There, he’ll setup the fly on its back, legs folded up and stiff like it’s died on your windowsill; or that Barbie, face down and hair askew like it’s thrown down by an angry toddler. He takes photos of them using a bellows camera with a tilt-shift lens to make them look tiny again.
They’re incredible.
Reference: FRANKLIN014
Title: Birth of Venus
Date: 1485
Author: Sandro Botticelli
Details: The composition shows the goddess of love and beauty arriving on land, on the island of Cyprus.
Media: Painting
Credit: wikipedia.org/The_Birth_of_Venus
Description: When I was 15 or 16, I got to go on an art trip to Florence and to the Uffizi Gallery. After a few rooms of flat alter pieces, I came across a giant ginger chick on a clam. It blew my mind. What had been a postage-stamp sized thumbnail in my art history textbook was the size of a billboard and had been painted by hand, by one dude, in the fifteenth century. That painting had exalted me. That was when I understood the power of art. While questioning, critical and interrogative work absolutely has its place, I want to make art that has a positive and if possible, exalting effect on my audience.

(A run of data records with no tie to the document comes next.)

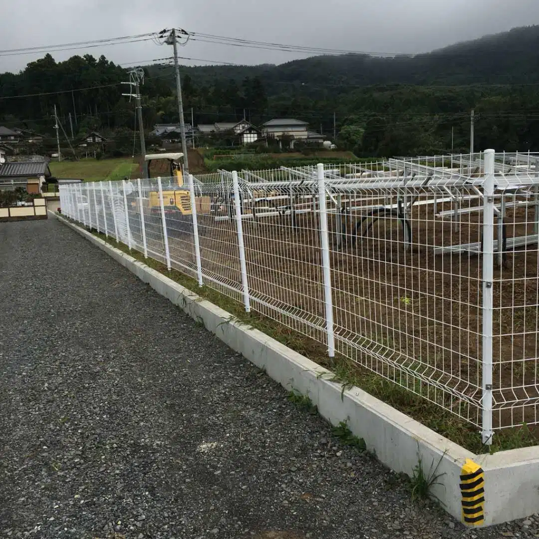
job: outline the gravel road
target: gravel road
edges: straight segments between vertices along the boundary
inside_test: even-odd
[[[466,530],[56,219],[0,223],[0,537]]]

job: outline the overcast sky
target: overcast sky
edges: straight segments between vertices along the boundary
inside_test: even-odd
[[[16,0],[0,11],[0,51],[158,32],[188,31],[260,41],[382,52],[426,52],[512,27],[539,24],[539,0]],[[121,64],[171,54],[153,42],[51,52],[105,54]],[[191,41],[181,56],[280,64],[305,54]],[[0,72],[44,53],[0,53]],[[208,65],[182,60],[189,65]]]

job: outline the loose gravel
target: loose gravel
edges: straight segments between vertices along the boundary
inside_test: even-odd
[[[467,530],[53,218],[0,223],[0,537]]]

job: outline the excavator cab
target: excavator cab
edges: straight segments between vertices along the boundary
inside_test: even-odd
[[[169,162],[169,176],[175,179],[175,184],[178,187],[183,186],[183,171],[182,168],[182,159],[183,154],[148,154],[144,156],[144,160],[148,163],[148,177],[150,174],[150,165],[152,161],[164,161]]]
[[[148,163],[148,176],[150,174],[150,165],[153,161],[166,160],[169,162],[167,172],[160,173],[161,177],[161,185],[163,190],[163,205],[167,211],[179,211],[182,215],[189,215],[192,213],[191,209],[191,198],[188,186],[183,179],[183,170],[182,167],[182,159],[183,154],[148,154],[144,156],[144,161]],[[165,176],[168,172],[168,177]],[[158,208],[159,193],[151,191],[148,194],[149,207],[150,209]]]

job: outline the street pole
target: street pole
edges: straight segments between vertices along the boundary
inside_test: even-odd
[[[183,119],[183,101],[182,100],[182,84],[179,80],[179,66],[178,64],[178,44],[176,38],[176,29],[172,29],[168,43],[172,42],[174,49],[174,69],[176,70],[176,89],[178,99],[178,112],[179,114],[179,128],[182,132],[182,151],[183,152],[183,174],[189,171],[189,160],[187,158],[187,142],[185,140],[185,122]]]
[[[140,136],[140,153],[142,154],[142,170],[144,178],[148,176],[148,161],[146,160],[146,141],[144,138],[144,124],[142,122],[142,96],[140,94],[140,86],[138,82],[135,85],[135,91],[136,92],[136,114],[139,119],[139,134]]]
[[[75,138],[75,135],[73,134],[73,120],[71,119],[71,113],[69,113],[69,125],[71,127],[71,140]]]
[[[140,68],[134,69],[129,72],[130,80],[128,82],[123,82],[123,84],[129,85],[129,93],[122,94],[131,100],[134,98],[135,108],[136,109],[137,122],[139,124],[139,135],[140,136],[140,152],[142,155],[142,170],[144,178],[149,177],[148,173],[148,162],[146,160],[146,141],[144,138],[144,123],[142,121],[142,96],[140,93],[140,81],[144,82],[144,71]],[[133,93],[132,88],[135,88],[135,93]]]
[[[191,137],[193,142],[193,149],[195,149],[195,116],[193,114],[193,107],[191,107]]]
[[[473,109],[472,109],[472,116],[470,118],[470,157],[472,157],[471,154],[473,153],[473,128],[474,128],[474,115],[475,111]]]
[[[60,153],[60,135],[58,133],[58,129],[60,128],[58,126],[58,115],[56,113],[56,105],[54,105],[54,129],[56,129],[56,143],[58,146],[58,161],[61,161],[62,160],[62,156]]]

Curation Reference: FRANKLIN018
Title: There’s a Story Behind Every Front Door
Date: 2021
Author: Luke Franklin
Details: Written reflection
Media: Quote [wirrten]
Credit: Courtesy of the artist
Description: There’s a story behind every front door. Trust in the research process, it always delivers. The person in front of the camera is much more important than the person behind it. My handwriting, my fingerprints should be invisible on a project. If I do those, the work that comes out of it is usually very human, it's surprising and it's engaging.